If I had, if I could, you know that I surely would. I can't. My back, I don't feel good. I am sorry that you are feeling sick but could you at least do for me your little trick? I am willing to do anything for you as long as you will listen while I lecture you. I am sorry did I offend? It's just that you are like one of my guy friends. I don't like it when you dress classy. You know I prefer my women a little trashy.

You spend too much time with your friends and family. Do you want our relationship to end? I've told you this a hundred times. Do not get angry or speak your mind. One of these days you will cross the line and I will have to do what I must. I'm afraid my dear you have lost my trust. When I look at you I feel no desire. I'm sorry dear I'm much too tired.

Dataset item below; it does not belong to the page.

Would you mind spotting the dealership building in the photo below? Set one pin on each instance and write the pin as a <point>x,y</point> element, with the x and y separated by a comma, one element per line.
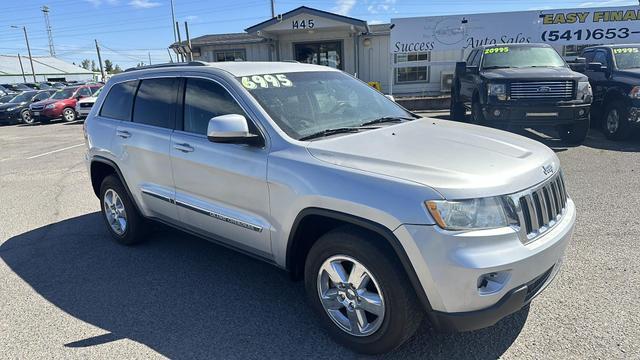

Of all these words I have been forced to hear, none have been to ask me what I truly want. It feels as if I am only here to play a part. I am not asking for a perfect life. I just a man who will hold my hand. A man who will dry my tears and help me to face my fears. One who will not seek to change me to suit him. One who will help me to be comfortable in my own skin. Im not asking to be a wife. I'm just looking for a happy life. Someone who will be proud of me for who and what I am. Someone who will not make me one of many. A man who is not afraid to have me in his life. One who is strong and confident enough to know, no matter where I go, that for me his arms are home. A man that does not depend on me to be his soul source of happiness. A man who will allow me to use my voice. A man who will respect me and that I can respect in turn. What I really want is a man like my Grandfather who loved my Grandmother with a whole hearted devotion. Who will love me without fear of the emotion?